The introduction begins by recommending any potential mage read the book in order, as each chapter describes the successive, necessary steps to begin spellcasting. It also recommends the reader seek out an experienced mage to supervise their attempts, in order to prevent any unfortunate accidents. Sugira isn't planning to attempt any of the magic described, however, so he can safely ignore this advice.
Next the book describes what it calls the eight 'primary colours' of magic: Deep Red, for Time; Red, for Fire; Orange, for Air; Gold, for Life; Green, for Earth; Blue, for Water; Indigo, for Illusion; Violet, for Space.
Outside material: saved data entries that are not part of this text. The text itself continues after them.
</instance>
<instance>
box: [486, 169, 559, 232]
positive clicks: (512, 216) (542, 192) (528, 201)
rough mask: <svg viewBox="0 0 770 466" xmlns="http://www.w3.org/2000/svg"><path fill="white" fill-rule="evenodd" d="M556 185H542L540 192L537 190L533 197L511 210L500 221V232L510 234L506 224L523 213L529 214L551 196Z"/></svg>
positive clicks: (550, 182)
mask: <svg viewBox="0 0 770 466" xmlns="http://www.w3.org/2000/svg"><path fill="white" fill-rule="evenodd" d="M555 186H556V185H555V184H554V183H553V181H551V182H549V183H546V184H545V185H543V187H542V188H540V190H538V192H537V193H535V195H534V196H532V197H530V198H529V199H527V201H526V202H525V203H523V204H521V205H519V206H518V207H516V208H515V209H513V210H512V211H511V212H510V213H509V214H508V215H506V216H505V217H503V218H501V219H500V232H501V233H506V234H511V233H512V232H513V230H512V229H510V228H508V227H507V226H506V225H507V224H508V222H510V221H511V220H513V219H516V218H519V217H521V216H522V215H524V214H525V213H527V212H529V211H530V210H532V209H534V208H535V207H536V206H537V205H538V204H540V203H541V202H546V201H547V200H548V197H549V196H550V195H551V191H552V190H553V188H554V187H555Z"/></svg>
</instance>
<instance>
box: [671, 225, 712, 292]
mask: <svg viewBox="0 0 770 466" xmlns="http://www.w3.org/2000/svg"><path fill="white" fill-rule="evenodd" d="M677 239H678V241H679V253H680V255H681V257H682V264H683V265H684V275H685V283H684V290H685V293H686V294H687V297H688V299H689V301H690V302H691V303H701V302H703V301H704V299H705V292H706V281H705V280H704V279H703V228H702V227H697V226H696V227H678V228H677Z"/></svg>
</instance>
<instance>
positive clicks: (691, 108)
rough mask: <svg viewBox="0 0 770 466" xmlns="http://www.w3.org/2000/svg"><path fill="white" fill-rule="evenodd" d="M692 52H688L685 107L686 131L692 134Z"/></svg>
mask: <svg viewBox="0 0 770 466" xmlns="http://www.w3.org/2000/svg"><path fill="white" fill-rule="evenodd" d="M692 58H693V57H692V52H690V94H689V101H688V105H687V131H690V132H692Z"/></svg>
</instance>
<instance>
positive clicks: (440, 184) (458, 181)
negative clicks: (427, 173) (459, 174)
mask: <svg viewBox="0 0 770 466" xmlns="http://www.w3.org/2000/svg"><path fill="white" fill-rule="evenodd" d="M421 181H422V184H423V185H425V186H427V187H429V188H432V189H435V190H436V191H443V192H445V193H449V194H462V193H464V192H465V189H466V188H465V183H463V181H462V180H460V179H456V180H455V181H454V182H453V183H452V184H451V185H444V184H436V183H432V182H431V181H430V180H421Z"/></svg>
It gives examples of each, including one each of first, second, and third-tier spells, and explains that the 'Beginner Spellcasting' chapter contains two simple spells from each category.
The reader is reminded that it is unwise to practise anything beyond minor magics without examining one's own core, as mana exhaustion can come on unexpectedly, and is extremely dangerous.
Next, the author writes that those minor magics, simple applications of mana to do such things as induce growth in plants and heat water for hot drinks, are in fact useful exercises in controlling and refining one's magic, and suggests that any prospective mage make an effort to preform them as much as possible - no matter what certain elitist types might say.
Last, there is a 'Note for Artefact wielders', recommending that they not attempt any spells with their Artefact's assiatance until they have a good grasp of both their own mana pool and the Artefact's.
The Minor Magics chapter itself offers a number of suggested applications to strengthen the reader's control and affinity to the various types of magic. It also warns against investing too much of one's mana pool into any one type of magic, as this limits how much magic of other types one may preform.
'Further Reading' contains several more spells of each type, along with a number of simple combination spells. Each spell description includes suggested incantations, an estimate of how much mana, and of what types (if applicable), is necessary, in a unit described as 'pins', where to direct the mana, and useful (if sometimes unusual) applications for each spell. For example:
Earth Wall - Calls forth an earthen wall from any surface made of loose earth. Common incantations are mostly variations on the word 'Wall' in one's preferred language. This spell requires seven pins of earth mana, and is therefore among the most expensive first-tier spells. It can be used to build defensive formations, platforms, temporary shelter, and allow access to places out of reach.
The Glossary consists of a list detailing the definitions of various terms used throughout the book.